The US government quietly agreed to forgo about $38 billion in potential tax payment from troubled financial giant Citigroup as part of a deal that help the company repay bailout funds, a media report has said.
"The federal government quietly agreed to forgo billions of dollars in potential tax payments from Citigroup as part of the deal announced this week to wean the company from the massive taxpayer bailout that helped it survive the financial crisis," the 'Washington Post' reported.
The government had injected $45 billion in the entity, hit by global financial crisis in 2008. Citi has to pay back $20 billion bailout money to the US government, since the government got a 34 per cent stake in Citi for $25 billion.
According to the publication, the Internal Revenue Service (IRS) on Friday issued an exception to long-standing tax rules for the benefit of Citigroup and a few other companies partially owned by the government.

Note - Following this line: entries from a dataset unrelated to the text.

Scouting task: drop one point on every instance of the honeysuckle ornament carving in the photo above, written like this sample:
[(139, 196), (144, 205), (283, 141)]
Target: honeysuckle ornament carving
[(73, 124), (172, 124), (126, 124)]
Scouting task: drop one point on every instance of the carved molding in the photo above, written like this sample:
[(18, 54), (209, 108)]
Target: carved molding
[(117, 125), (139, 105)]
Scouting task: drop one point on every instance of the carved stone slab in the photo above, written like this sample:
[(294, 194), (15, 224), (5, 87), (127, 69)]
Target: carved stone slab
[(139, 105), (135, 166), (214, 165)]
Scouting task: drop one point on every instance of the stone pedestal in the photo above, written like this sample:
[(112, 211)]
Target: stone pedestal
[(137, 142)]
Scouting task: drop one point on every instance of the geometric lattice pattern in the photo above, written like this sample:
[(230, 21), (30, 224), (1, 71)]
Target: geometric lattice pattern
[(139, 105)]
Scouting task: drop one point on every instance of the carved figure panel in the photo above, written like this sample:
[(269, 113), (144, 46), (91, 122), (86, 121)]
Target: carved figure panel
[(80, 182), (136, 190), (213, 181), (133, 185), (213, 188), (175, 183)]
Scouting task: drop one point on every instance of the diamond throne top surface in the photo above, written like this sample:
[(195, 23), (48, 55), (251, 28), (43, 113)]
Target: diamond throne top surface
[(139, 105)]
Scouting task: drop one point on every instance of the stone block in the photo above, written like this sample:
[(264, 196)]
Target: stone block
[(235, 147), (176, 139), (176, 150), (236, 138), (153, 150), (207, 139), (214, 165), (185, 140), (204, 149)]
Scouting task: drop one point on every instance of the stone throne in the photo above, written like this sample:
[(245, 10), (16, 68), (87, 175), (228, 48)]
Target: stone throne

The move would allow Citigroup to retain $38 billion tax breaks that otherwise would decline in value when the government sells its stake to private investors.
The decision essentially gave up a longstanding rule that disqualified certain tax breaks if a significant ownership stake changed hands in an effort to discourage outside investors from buying tax benefits.
The IRS, an arm of the Treasury Department, has changed a number of rules during the financial crisis to reduce the tax burden on financial firms, the daily said.
"This rule was designed to stop corporate raiders from using loss corporations to evade taxes, and was never intended to ddress the unprecedented situation where the government owned shares in banks," Treasury spokeswoman Nayyera Haq said.
"And it was certainly not written to prevent the government from selling its shares for a profit," Haq added.
The daily said that precise value of the IRS ruling depends on Citigroup's future profitability and other factors, but citing two accounting experts the Washington Post said it was fair to estimate that Citigroup would save at least several billion dollars as a result.
At the end of the third quarter, Citigroup said that the value of its past losses was about $38 billion, allowing it to avoid taxes on its next $38 billion in profits, but under normal IRS rules, a change in control would sharply reduce the amount of profits that Citigroup could shelter from taxes in any given year.
As per the deal on Monday, Citi said it would sell $17 billion of common stock and about $3.5 billion of securities that turn into common shares in three years, which will help the bank repay the bailout money.